JAKARTA - Harga opium DI Afghanistan naik hingga tiga kali lipat sejak Taliban merebut kekuasaan dan mengumumkan kemungkinan pelarangan, terhadap tanaman yang getahnya bisa dipakai untuk membuat heroin, morfin hingga sabu-sabu.
Kelompok militan Taliban menguasai Kabul, ibu kota Afghanistan pada pertengahan Agustus, setelah kampanye serbuan kilat yang tidak sampai dua minggu, mampu menyapu negara itu.
Di antara sinyal yang dikirim ke komunitas internasional dalam upaya untuk mempertahankan dukungan keuangan yang penting, serta kepercayaan internasional, Taliban mengatakan negara itu tidak akan lagi memproduksi narkotika.
Kondisi ini justru menyebabkan harga opium Afghanistan melonjak di pasaran, jauh dari harga normal.
Di salah satu pasar di Afghanistan selatan, Amanullah (bukan nama sebenarnya) dan rekannya Mohammad Masoom tahu mereka bisa mendapatkan harga yang bagus untuk batch terbaru mereka.

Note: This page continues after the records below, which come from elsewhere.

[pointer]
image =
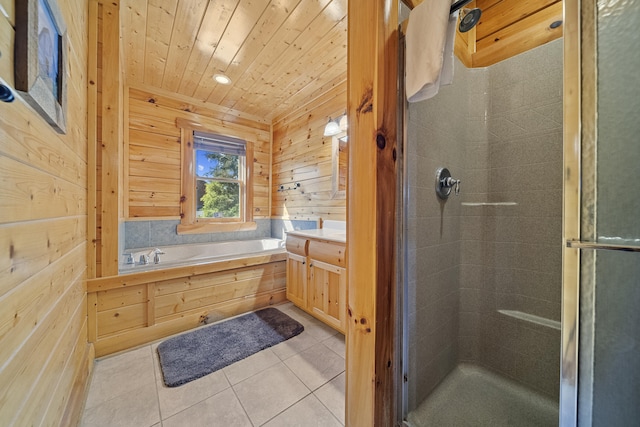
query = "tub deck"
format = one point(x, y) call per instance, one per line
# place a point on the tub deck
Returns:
point(128, 310)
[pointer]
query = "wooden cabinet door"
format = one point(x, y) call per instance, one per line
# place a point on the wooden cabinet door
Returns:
point(297, 280)
point(328, 293)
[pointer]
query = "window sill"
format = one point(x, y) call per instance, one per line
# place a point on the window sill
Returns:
point(219, 227)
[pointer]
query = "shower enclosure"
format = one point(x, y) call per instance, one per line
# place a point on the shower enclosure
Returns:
point(482, 269)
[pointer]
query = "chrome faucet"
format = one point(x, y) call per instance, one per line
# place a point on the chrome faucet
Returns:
point(156, 255)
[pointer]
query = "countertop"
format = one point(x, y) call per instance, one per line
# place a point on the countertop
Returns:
point(329, 234)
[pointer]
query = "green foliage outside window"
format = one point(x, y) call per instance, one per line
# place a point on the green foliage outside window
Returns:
point(219, 187)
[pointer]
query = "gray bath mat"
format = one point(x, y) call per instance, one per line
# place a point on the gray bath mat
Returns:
point(195, 354)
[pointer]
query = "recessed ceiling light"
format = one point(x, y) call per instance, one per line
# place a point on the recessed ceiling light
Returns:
point(222, 79)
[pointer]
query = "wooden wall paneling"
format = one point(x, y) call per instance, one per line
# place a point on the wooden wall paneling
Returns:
point(69, 410)
point(111, 138)
point(222, 291)
point(188, 283)
point(43, 195)
point(132, 338)
point(211, 29)
point(125, 153)
point(25, 371)
point(7, 40)
point(504, 13)
point(58, 361)
point(121, 319)
point(519, 37)
point(92, 138)
point(134, 309)
point(37, 194)
point(150, 295)
point(126, 280)
point(134, 22)
point(8, 10)
point(116, 298)
point(155, 156)
point(92, 316)
point(36, 298)
point(302, 154)
point(160, 16)
point(31, 249)
point(372, 100)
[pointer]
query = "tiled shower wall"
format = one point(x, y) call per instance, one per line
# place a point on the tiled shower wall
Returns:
point(511, 254)
point(437, 137)
point(498, 130)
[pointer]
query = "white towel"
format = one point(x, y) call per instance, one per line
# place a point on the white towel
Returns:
point(429, 49)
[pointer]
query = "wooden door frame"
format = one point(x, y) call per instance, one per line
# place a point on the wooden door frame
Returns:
point(372, 110)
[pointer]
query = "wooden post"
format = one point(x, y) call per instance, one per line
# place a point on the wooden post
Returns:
point(92, 138)
point(372, 106)
point(111, 137)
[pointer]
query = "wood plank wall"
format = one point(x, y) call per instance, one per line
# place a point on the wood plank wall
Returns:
point(302, 154)
point(152, 144)
point(44, 355)
point(506, 28)
point(134, 309)
point(510, 27)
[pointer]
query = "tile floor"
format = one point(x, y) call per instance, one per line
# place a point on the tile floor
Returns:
point(299, 382)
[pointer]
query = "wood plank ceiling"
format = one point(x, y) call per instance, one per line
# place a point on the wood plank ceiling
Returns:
point(279, 54)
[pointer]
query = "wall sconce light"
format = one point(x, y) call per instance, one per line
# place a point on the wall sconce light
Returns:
point(343, 123)
point(332, 128)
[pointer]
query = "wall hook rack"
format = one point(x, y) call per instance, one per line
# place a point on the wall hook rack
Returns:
point(294, 187)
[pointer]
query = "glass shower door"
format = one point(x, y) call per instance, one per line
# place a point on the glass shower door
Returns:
point(609, 243)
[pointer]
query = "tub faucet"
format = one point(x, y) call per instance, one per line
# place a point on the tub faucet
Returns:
point(156, 255)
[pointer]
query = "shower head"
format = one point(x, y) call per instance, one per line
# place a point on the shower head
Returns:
point(470, 18)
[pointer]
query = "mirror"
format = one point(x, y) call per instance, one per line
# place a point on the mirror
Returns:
point(340, 162)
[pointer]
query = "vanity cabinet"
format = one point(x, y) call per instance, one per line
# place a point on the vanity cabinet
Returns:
point(297, 271)
point(317, 279)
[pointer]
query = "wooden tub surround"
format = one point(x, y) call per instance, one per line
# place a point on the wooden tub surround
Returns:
point(317, 275)
point(132, 309)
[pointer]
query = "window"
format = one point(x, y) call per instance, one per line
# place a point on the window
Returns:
point(219, 175)
point(216, 183)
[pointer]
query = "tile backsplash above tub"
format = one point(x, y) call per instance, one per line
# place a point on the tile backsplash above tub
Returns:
point(144, 234)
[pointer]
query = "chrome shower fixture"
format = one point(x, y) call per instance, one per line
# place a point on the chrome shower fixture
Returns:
point(469, 19)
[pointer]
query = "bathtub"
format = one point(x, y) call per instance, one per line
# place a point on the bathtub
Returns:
point(197, 253)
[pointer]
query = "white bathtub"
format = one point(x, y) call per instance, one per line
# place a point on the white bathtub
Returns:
point(199, 253)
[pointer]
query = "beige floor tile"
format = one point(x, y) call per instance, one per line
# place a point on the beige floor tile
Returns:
point(250, 366)
point(309, 412)
point(316, 366)
point(337, 344)
point(332, 396)
point(223, 409)
point(268, 393)
point(294, 345)
point(136, 408)
point(175, 399)
point(114, 376)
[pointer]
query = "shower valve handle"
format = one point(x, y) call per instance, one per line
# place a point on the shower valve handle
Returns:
point(450, 182)
point(445, 183)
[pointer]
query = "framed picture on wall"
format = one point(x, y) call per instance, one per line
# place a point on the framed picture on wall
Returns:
point(41, 59)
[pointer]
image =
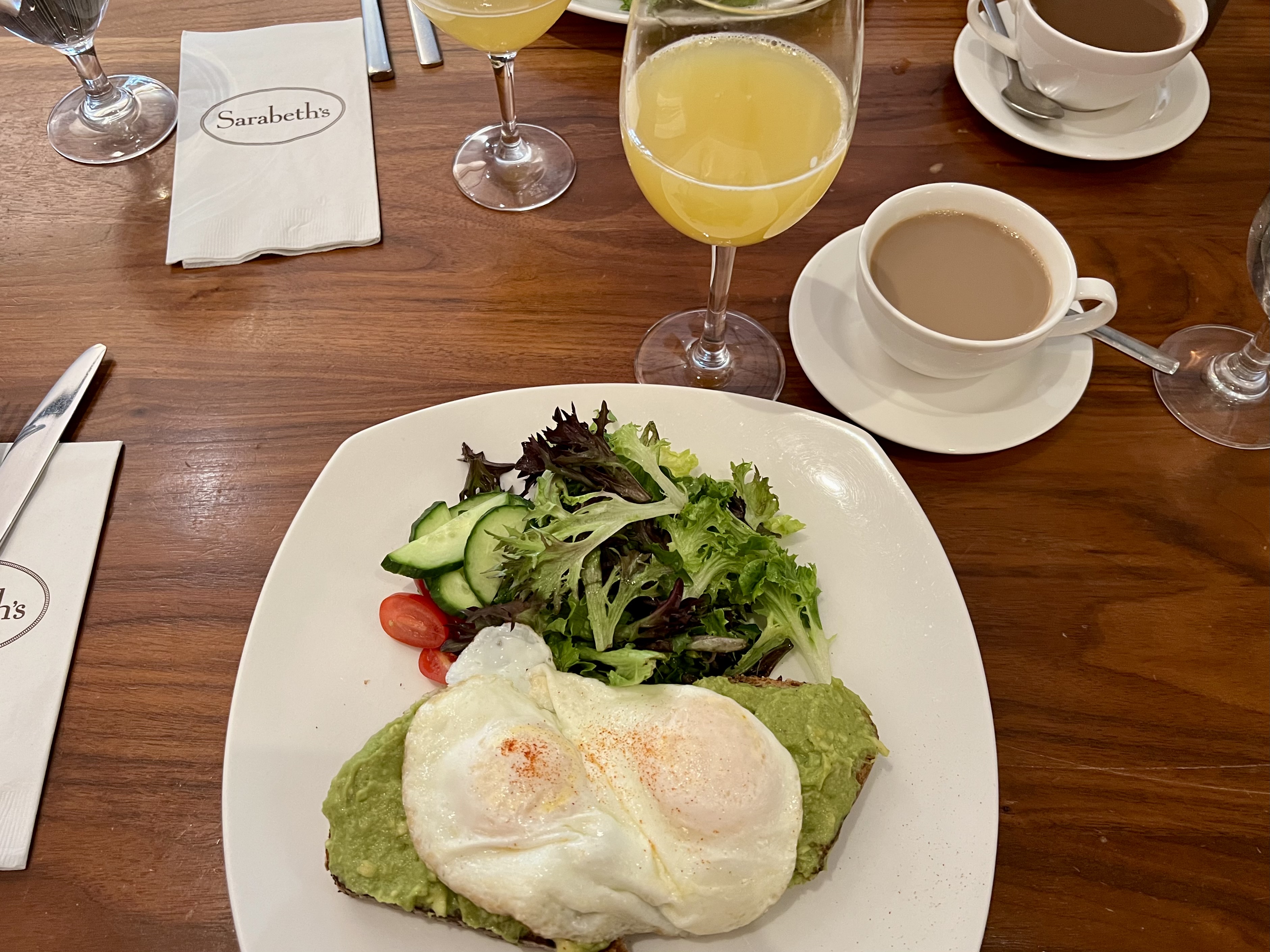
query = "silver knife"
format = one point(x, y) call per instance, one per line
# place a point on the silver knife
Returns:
point(425, 37)
point(35, 445)
point(378, 63)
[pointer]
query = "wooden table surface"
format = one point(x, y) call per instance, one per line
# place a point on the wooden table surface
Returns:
point(1116, 568)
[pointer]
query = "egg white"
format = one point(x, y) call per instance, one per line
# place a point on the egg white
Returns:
point(590, 813)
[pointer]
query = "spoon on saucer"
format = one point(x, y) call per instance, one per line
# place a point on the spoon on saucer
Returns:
point(1137, 349)
point(1023, 101)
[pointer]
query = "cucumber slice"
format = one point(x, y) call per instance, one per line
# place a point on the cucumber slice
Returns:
point(434, 517)
point(482, 556)
point(442, 549)
point(464, 506)
point(451, 592)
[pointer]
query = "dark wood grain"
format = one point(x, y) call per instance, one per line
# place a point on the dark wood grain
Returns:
point(1116, 568)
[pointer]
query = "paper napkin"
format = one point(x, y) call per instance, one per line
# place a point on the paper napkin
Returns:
point(275, 152)
point(45, 569)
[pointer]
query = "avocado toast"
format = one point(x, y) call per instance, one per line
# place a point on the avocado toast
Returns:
point(826, 728)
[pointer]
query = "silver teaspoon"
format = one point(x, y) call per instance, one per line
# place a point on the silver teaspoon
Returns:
point(1023, 101)
point(1137, 349)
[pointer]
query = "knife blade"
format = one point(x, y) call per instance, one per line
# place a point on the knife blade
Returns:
point(379, 67)
point(35, 445)
point(425, 36)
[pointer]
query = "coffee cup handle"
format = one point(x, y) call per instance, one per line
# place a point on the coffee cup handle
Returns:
point(1079, 323)
point(1003, 45)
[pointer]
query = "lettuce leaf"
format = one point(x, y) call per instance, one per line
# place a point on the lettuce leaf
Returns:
point(630, 666)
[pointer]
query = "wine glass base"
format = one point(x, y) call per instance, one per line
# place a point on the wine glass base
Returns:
point(126, 137)
point(1244, 424)
point(757, 365)
point(540, 176)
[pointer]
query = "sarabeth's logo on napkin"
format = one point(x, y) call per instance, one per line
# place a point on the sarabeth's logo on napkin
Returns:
point(23, 602)
point(270, 117)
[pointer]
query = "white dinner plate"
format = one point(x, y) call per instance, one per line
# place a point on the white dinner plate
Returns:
point(1151, 124)
point(846, 364)
point(610, 10)
point(914, 866)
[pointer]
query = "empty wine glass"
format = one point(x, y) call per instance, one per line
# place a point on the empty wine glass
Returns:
point(1221, 389)
point(736, 117)
point(108, 118)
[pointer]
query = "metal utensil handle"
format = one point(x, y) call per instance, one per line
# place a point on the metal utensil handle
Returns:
point(379, 67)
point(35, 445)
point(1136, 349)
point(425, 37)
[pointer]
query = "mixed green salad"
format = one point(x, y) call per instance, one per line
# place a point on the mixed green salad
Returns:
point(630, 566)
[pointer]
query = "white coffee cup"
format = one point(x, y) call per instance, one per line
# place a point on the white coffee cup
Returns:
point(935, 354)
point(1080, 77)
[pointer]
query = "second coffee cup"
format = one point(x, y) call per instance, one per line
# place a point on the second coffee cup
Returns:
point(1024, 233)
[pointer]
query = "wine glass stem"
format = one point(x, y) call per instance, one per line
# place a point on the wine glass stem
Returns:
point(709, 353)
point(103, 101)
point(1243, 375)
point(511, 147)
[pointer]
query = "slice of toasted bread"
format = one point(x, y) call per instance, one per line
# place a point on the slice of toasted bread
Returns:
point(530, 940)
point(863, 773)
point(827, 798)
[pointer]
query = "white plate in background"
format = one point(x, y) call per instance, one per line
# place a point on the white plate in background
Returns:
point(610, 10)
point(914, 866)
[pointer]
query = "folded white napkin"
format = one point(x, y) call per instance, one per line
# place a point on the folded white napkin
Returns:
point(45, 568)
point(275, 152)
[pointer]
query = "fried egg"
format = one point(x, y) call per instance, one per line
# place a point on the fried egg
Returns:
point(589, 812)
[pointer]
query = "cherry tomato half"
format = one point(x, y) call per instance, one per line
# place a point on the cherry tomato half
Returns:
point(413, 620)
point(434, 664)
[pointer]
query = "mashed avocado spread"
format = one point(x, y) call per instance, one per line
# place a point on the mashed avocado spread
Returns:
point(825, 726)
point(829, 732)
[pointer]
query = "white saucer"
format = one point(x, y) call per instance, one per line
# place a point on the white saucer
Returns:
point(1151, 124)
point(981, 416)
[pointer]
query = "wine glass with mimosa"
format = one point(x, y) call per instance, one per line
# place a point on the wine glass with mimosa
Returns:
point(736, 117)
point(511, 167)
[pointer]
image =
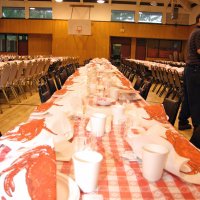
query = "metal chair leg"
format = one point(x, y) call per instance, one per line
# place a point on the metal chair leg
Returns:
point(4, 92)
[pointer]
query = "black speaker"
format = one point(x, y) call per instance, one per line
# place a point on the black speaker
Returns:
point(174, 13)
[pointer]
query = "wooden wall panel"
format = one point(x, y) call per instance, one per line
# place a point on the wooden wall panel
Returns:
point(95, 45)
point(26, 26)
point(39, 44)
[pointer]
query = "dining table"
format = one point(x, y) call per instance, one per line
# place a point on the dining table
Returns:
point(36, 156)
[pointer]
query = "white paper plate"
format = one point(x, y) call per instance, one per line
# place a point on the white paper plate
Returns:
point(105, 101)
point(39, 113)
point(67, 189)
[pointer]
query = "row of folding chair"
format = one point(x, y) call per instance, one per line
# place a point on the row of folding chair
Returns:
point(143, 79)
point(55, 79)
point(17, 76)
point(167, 80)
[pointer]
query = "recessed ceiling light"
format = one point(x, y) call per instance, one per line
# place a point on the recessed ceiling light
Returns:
point(100, 1)
point(153, 3)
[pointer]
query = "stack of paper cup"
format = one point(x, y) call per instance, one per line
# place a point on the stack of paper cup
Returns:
point(118, 113)
point(153, 161)
point(98, 122)
point(86, 169)
point(114, 92)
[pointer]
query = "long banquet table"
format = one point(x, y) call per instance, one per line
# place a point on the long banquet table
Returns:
point(27, 153)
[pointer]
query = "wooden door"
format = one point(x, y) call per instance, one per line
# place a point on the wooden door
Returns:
point(22, 45)
point(140, 53)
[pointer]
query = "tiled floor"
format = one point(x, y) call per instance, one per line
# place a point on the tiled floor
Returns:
point(19, 112)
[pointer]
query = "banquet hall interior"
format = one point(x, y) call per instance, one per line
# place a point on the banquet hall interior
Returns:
point(141, 29)
point(49, 47)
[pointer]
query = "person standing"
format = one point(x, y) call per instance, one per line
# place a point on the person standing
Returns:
point(192, 83)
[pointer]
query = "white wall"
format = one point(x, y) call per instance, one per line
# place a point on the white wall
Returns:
point(194, 14)
point(100, 12)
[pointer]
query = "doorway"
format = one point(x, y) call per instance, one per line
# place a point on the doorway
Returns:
point(22, 45)
point(120, 47)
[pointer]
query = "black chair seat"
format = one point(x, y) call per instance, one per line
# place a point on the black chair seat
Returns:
point(138, 83)
point(171, 107)
point(144, 89)
point(44, 92)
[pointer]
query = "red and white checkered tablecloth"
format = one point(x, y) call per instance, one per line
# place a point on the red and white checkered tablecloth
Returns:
point(121, 179)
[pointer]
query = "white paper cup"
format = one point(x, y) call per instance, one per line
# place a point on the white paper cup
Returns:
point(86, 169)
point(118, 114)
point(153, 161)
point(114, 93)
point(98, 122)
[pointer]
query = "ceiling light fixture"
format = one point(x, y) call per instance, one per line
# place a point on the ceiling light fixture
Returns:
point(100, 1)
point(153, 3)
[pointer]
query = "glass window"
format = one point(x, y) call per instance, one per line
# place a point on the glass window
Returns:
point(40, 13)
point(22, 37)
point(13, 12)
point(150, 17)
point(11, 43)
point(152, 48)
point(122, 15)
point(2, 42)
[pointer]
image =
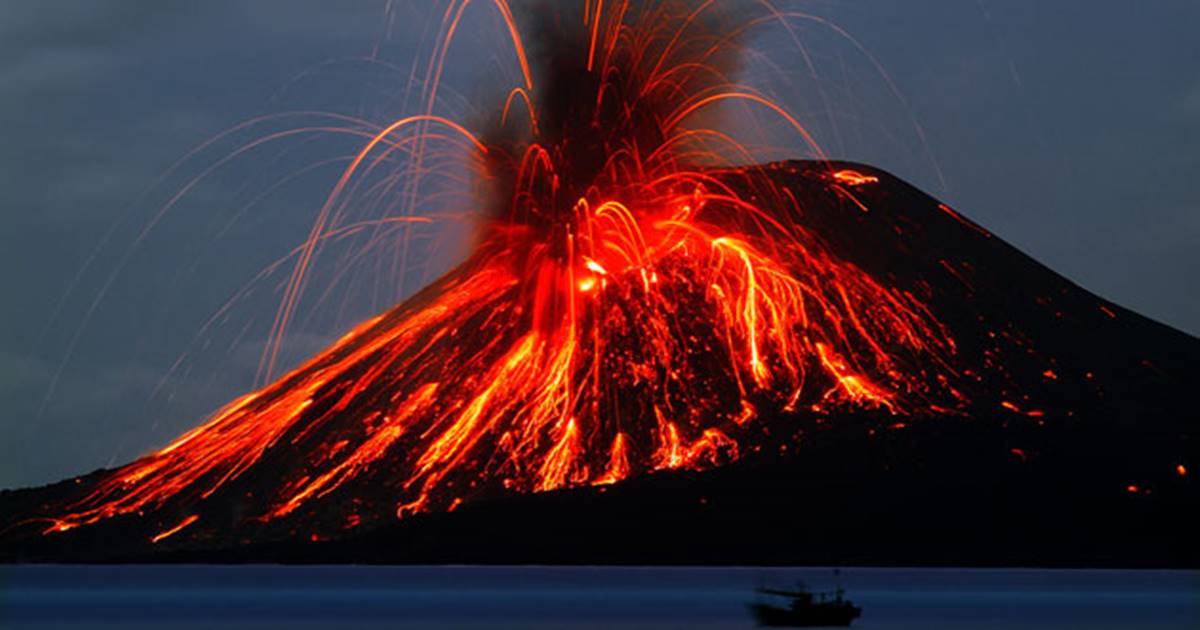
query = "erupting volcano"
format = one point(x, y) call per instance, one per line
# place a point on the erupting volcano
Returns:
point(641, 300)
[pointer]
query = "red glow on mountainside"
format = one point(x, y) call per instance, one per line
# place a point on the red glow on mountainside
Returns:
point(624, 311)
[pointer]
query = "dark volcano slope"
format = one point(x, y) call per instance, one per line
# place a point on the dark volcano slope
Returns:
point(1078, 444)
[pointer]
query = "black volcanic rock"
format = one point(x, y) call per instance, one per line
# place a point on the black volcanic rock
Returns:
point(1079, 445)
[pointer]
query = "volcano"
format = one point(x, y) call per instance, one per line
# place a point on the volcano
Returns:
point(1073, 424)
point(660, 352)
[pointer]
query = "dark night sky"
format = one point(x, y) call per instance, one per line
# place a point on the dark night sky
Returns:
point(1069, 129)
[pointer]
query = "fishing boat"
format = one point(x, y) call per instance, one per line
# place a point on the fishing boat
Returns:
point(803, 609)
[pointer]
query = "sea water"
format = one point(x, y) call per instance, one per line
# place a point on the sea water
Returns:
point(541, 597)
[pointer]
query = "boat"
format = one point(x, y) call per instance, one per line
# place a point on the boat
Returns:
point(803, 609)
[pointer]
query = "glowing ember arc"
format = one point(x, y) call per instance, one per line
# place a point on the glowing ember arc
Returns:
point(625, 311)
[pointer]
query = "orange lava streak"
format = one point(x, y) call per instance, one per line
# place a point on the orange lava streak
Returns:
point(175, 529)
point(625, 311)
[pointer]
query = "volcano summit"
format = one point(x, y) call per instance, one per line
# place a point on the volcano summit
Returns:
point(649, 358)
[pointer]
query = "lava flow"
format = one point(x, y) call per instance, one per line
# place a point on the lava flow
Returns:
point(625, 309)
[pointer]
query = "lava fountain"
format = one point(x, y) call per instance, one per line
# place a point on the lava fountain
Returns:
point(634, 303)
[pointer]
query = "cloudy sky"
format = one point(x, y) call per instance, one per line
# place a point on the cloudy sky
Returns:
point(1071, 129)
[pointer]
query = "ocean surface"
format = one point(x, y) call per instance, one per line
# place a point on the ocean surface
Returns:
point(539, 597)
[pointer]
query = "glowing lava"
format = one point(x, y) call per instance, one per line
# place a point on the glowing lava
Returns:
point(625, 310)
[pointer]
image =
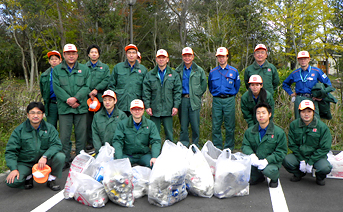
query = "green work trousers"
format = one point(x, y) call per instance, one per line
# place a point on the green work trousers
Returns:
point(66, 126)
point(271, 171)
point(292, 164)
point(140, 159)
point(56, 164)
point(52, 116)
point(223, 109)
point(167, 122)
point(297, 101)
point(188, 116)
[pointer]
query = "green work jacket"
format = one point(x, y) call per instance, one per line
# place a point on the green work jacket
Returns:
point(268, 72)
point(272, 147)
point(44, 85)
point(27, 145)
point(162, 99)
point(248, 104)
point(130, 141)
point(100, 77)
point(127, 84)
point(74, 84)
point(197, 84)
point(310, 143)
point(103, 127)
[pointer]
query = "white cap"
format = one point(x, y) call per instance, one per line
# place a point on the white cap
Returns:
point(303, 54)
point(69, 48)
point(222, 51)
point(187, 50)
point(137, 103)
point(260, 46)
point(162, 52)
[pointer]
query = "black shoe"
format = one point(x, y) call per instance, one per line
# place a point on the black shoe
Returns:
point(29, 183)
point(273, 184)
point(320, 182)
point(259, 180)
point(53, 186)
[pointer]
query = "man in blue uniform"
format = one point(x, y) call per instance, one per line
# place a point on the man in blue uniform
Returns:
point(304, 78)
point(223, 83)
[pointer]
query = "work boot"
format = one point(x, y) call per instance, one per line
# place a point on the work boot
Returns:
point(53, 185)
point(29, 183)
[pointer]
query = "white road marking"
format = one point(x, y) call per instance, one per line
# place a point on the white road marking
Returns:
point(278, 198)
point(47, 205)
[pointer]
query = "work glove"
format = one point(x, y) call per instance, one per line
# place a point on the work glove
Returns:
point(302, 166)
point(262, 164)
point(254, 160)
point(309, 168)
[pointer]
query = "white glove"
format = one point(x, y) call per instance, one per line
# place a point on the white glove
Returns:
point(302, 166)
point(254, 160)
point(262, 164)
point(309, 168)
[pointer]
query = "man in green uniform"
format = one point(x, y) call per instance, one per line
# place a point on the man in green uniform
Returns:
point(254, 95)
point(99, 74)
point(127, 79)
point(194, 85)
point(267, 146)
point(135, 136)
point(162, 94)
point(71, 85)
point(310, 140)
point(34, 141)
point(262, 67)
point(106, 120)
point(47, 90)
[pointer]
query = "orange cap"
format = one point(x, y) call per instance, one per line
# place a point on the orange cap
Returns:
point(41, 175)
point(94, 105)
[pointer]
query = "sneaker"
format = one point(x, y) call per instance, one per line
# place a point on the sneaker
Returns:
point(273, 184)
point(53, 186)
point(29, 183)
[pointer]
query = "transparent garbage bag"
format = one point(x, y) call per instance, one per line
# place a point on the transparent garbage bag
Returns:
point(232, 174)
point(199, 179)
point(140, 181)
point(167, 180)
point(118, 182)
point(211, 154)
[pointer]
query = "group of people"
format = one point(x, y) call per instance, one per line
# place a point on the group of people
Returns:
point(130, 90)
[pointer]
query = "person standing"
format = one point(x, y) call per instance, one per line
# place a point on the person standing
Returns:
point(267, 146)
point(194, 85)
point(71, 82)
point(34, 141)
point(127, 79)
point(47, 90)
point(262, 67)
point(106, 120)
point(304, 78)
point(162, 94)
point(99, 74)
point(223, 83)
point(310, 140)
point(252, 97)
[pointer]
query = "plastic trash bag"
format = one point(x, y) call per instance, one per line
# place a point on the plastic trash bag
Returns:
point(199, 178)
point(118, 182)
point(211, 154)
point(167, 180)
point(140, 181)
point(232, 175)
point(96, 168)
point(89, 191)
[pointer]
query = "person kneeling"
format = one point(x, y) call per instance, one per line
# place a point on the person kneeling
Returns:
point(267, 146)
point(34, 141)
point(134, 136)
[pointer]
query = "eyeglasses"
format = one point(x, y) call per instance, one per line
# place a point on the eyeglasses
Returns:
point(38, 113)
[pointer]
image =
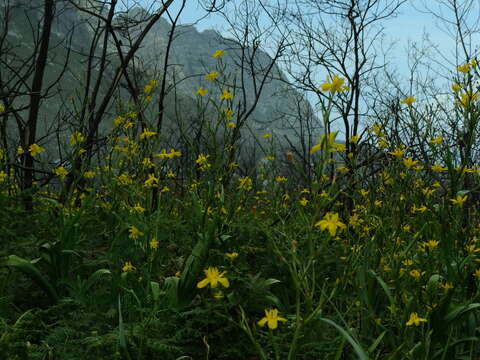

Opium yang mereka jual adalah murni. Mereka memeriksanya dengan mengekstraksi pelet kecil dari salah satu kantong lumpur coklat seberat 4 kg, kemudian meletakkannya di mangkuk di atas api. Resin poppy telah direbus, dicairkan dan tetap homogen, bukti belum dipotong dengan bahan kimia tambahan.
Mereka seharusnya bisa mendapatkan uang sekitar 17.500 rupee Pakistan per kilogram, atau sekitar 90 euro jelas Mohamad.
Beberapa kilometer jauhnya, masih di Provinsi Kandahar, Zekria (bukan nama sebenarnya) mengkonfirmasi lonjakan harga baru-baru ini. Petani ini sekarang menjual opiumnya, yang kualitasnya lebih baik daripada milik Mohammad, dengan harga lebih dari 25.000 rupee Pakistan per kilogram atau sekitar 126 euro, dibandingkan dengan 7.500 rupee Pakistan sebelum Agustus atau sebelum pengambilalihan Taliban.
Opium kemudian diproses baik di dalam negeri atau di negara tetangga Pakistan dan Iran, untuk kemudian dikirim ke pasar utama, Benua Biru, Eropa.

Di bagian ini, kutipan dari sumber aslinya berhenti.